Leveraging Hidden Convex Reformulation to Solve Stochastic Nonconvex Optimization and Its Applications in Network Revenue Management

Sep 9 2022 - 1pm


Yifan Hu (EPFL)



Abstract: In this talk, we will discuss a class of nonconvex stochastic optimization that occurs in inventory and revenue management. To address the nonconvexity, we leverage an (implicit) convex reformulation via an (unknown) variable change. We further develop stochastic gradient-based algorithms and establish their sample and gradient complexities for achieving an $\eps$-global optimal solution. Interestingly, our proposed Mirror Stochastic Gradient (MSG) method operates only in the original decision space using gradient estimators of the original nonconvex objective and achieves $\tilde \cO(\eps^{-2})$ sample and gradient complexities, which matches the lower bounds for solving stochastic convex optimization problems. As for applications, under booking limits control, we formulate the air-cargo network revenue management (NRM) problem with random two-dimensional capacity, random consumption, and routing flexibility as a special case of the stochastic nonconvex optimization, where the random demand truncates the booking limit decision. Extensive numerical experiments demonstrate the superior performance of our proposed MSG algorithm for booking limit control with higher revenue and lower computation cost than state-of-the-art bid-price-based control policies, especially when the variance of random capacity is large. We shall further discuss hidden convex reformulations for other problems.
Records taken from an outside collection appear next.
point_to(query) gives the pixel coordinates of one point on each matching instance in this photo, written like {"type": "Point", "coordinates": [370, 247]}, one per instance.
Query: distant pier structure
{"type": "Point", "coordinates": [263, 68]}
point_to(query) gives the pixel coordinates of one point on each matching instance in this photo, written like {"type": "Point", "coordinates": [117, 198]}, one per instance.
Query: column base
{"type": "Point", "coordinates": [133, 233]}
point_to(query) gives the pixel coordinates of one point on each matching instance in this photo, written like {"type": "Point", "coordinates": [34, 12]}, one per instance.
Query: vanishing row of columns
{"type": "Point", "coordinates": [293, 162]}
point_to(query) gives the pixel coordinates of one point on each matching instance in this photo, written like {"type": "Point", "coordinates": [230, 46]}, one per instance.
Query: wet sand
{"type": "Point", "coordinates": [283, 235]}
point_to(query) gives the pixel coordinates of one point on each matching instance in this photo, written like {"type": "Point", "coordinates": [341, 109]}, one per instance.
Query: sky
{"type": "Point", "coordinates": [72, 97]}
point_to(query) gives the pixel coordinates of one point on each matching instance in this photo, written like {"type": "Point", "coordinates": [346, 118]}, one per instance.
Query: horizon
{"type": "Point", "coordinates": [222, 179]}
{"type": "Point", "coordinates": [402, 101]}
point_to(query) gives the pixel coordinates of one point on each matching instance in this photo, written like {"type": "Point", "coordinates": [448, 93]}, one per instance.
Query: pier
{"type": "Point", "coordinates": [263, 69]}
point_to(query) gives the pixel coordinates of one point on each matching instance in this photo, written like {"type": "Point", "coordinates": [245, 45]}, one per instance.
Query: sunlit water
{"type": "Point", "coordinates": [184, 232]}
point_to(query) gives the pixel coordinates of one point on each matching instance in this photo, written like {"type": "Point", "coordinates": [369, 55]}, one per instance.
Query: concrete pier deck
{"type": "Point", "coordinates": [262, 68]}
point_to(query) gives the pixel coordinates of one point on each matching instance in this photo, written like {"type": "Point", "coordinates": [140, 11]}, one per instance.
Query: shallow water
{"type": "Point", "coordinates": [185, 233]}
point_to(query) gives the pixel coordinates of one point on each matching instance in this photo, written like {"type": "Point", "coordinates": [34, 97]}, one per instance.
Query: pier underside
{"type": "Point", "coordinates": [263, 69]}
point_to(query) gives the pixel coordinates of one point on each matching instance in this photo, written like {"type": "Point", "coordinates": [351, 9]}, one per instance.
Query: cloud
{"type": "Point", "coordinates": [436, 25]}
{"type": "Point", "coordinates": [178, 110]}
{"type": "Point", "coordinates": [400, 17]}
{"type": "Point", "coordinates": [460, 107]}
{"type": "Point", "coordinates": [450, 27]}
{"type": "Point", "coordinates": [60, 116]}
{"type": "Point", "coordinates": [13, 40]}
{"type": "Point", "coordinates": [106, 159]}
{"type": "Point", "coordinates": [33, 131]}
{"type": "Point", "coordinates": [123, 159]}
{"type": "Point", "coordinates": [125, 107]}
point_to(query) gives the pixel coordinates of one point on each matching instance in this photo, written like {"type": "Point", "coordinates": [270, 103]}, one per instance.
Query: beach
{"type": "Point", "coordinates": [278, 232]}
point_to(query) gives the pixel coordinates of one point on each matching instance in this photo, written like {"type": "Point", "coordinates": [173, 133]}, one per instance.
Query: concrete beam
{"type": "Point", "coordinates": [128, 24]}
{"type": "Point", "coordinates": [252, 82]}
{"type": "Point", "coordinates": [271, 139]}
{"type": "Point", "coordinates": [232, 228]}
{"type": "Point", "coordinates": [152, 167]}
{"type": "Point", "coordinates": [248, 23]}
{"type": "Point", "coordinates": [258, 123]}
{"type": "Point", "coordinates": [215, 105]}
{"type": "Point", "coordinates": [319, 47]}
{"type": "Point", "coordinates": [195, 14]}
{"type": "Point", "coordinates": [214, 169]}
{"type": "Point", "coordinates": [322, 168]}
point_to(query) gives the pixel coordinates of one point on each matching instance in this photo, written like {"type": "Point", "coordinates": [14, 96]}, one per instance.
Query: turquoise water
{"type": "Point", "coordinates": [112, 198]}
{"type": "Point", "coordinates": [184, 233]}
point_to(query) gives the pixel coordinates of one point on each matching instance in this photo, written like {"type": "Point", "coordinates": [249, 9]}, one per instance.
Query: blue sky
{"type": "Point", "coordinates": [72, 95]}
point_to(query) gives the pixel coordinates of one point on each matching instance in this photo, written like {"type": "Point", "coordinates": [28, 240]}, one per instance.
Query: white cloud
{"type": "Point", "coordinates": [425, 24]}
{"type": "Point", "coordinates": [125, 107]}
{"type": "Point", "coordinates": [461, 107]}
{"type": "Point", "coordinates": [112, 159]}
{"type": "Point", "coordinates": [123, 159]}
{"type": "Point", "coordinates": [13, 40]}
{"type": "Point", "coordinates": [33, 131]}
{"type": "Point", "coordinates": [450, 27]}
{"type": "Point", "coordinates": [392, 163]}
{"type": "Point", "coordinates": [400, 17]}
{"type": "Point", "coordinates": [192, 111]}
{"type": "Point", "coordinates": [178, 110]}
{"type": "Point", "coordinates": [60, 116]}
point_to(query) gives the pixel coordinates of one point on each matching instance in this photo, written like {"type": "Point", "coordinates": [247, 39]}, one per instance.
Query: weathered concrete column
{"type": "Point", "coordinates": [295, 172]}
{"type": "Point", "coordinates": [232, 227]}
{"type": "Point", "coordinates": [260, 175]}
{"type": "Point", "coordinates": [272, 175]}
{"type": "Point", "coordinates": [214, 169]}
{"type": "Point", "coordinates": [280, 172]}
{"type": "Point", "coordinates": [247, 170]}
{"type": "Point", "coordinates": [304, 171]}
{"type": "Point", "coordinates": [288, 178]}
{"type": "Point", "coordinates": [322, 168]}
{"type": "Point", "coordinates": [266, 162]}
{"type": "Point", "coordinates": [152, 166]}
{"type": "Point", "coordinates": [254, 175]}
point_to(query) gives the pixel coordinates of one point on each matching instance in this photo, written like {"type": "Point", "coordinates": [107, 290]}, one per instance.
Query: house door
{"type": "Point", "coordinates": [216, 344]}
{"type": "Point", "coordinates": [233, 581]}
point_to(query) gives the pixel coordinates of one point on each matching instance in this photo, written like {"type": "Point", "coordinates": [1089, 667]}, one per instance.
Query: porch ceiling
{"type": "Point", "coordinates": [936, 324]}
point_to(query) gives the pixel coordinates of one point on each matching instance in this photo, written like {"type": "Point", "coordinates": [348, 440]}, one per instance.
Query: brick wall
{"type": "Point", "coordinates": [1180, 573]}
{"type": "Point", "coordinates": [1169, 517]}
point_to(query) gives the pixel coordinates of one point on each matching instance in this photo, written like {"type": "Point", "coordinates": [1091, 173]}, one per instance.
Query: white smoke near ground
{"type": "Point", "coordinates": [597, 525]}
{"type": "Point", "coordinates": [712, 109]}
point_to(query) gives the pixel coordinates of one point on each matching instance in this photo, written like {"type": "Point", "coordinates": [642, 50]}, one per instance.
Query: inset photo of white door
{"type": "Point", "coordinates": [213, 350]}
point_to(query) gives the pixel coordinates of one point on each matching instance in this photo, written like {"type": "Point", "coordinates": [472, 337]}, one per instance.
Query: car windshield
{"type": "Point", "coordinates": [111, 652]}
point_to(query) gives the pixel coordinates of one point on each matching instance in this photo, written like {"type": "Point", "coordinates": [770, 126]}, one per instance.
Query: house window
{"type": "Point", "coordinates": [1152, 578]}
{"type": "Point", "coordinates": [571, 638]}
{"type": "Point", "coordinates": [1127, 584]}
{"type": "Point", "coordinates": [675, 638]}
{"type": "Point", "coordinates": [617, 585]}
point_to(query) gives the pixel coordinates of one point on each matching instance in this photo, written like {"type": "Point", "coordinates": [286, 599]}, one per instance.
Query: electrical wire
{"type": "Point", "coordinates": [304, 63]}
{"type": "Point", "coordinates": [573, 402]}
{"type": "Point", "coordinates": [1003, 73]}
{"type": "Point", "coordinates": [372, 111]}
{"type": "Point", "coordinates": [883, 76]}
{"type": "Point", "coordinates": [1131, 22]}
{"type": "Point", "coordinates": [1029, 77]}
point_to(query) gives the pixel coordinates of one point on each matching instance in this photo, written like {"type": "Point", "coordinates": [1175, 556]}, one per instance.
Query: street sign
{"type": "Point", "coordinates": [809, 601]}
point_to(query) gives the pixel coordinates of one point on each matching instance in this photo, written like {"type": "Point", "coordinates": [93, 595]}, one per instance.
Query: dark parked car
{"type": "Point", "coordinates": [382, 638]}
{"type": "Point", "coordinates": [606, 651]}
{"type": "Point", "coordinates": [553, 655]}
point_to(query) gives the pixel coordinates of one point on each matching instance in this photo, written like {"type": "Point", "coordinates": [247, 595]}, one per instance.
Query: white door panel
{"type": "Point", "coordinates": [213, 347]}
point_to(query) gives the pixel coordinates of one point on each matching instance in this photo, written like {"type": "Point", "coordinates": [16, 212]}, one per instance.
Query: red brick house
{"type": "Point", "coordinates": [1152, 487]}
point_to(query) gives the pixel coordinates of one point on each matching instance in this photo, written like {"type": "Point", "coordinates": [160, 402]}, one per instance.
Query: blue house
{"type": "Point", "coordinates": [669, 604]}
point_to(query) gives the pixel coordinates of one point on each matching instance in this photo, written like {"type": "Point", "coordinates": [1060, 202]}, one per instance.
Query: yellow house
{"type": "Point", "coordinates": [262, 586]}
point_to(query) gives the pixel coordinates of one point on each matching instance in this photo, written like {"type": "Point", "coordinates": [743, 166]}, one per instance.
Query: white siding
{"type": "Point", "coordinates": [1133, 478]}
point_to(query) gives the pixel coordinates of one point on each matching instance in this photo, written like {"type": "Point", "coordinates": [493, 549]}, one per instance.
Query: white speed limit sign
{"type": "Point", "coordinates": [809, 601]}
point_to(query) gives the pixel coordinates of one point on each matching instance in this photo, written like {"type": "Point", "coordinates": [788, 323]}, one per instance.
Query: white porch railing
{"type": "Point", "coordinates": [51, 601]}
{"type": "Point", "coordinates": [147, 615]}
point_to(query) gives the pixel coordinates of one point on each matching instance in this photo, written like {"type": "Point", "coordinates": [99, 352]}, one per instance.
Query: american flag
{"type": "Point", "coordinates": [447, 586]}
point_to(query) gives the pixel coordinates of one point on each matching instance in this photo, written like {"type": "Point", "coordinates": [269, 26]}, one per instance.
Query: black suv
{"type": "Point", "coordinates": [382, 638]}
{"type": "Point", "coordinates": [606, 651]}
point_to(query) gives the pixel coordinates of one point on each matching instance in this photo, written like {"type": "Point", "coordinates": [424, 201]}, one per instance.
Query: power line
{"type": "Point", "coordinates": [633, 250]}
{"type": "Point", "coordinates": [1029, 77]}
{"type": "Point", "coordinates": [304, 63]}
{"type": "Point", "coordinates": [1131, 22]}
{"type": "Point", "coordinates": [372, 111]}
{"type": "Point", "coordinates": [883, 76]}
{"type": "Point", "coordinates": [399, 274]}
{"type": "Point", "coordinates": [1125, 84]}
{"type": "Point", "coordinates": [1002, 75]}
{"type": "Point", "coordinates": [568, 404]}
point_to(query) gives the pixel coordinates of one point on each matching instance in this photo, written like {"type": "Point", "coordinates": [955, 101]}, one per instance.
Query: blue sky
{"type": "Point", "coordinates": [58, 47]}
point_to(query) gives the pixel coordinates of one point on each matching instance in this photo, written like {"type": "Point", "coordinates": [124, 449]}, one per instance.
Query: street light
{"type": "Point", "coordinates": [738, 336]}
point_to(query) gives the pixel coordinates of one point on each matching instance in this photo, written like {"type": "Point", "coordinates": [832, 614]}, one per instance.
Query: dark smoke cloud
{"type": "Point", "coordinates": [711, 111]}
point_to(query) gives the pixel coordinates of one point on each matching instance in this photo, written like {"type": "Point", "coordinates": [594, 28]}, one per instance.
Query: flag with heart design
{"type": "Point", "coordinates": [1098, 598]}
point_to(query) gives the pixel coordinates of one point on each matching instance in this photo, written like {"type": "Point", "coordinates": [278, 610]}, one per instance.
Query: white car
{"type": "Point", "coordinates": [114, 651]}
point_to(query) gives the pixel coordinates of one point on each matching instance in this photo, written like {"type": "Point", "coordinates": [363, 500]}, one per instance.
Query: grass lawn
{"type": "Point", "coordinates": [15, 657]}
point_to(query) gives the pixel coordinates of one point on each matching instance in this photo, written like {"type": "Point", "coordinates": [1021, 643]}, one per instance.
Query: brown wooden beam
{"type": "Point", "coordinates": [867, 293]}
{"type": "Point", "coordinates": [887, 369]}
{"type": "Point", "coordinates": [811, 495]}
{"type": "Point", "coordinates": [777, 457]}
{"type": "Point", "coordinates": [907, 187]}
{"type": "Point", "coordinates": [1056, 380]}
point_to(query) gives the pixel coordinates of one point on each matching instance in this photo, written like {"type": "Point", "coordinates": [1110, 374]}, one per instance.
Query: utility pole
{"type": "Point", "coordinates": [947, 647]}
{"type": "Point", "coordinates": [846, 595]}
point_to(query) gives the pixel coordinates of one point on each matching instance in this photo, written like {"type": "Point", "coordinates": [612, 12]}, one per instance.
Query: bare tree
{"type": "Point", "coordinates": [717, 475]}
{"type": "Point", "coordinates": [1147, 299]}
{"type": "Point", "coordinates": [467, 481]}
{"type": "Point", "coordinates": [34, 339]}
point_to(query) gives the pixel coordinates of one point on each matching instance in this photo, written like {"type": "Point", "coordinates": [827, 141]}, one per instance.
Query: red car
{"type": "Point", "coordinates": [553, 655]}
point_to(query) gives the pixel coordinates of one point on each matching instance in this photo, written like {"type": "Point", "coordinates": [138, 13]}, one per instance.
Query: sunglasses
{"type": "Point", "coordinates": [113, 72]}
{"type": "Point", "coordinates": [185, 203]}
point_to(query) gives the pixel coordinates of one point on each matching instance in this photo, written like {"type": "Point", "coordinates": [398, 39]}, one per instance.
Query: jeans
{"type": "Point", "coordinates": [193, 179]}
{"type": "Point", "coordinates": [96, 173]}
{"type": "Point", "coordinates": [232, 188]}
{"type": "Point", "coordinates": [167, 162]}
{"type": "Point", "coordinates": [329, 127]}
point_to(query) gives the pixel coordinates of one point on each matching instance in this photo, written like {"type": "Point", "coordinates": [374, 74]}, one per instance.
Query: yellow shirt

Yifan is a postdoctoral researcher in the Risk Analytics and Optimization Laboratory at EPFL, advised by Prof. Daniel Kuhn and Prof. Andreas Krause. Prior to that, Yifan obtained his PhD in Industrial Engineering from UIUC, jointly advised by Prof. Xin Chen and Prof. Niao He. His research interests lie in stochastic optimization, reinforcement learning, and operations research. Specifically, he is interested in designing efficient algorithms with provable statistical and computational guarantees for general optimization and operations management, i.e., revenue management and inventory problems.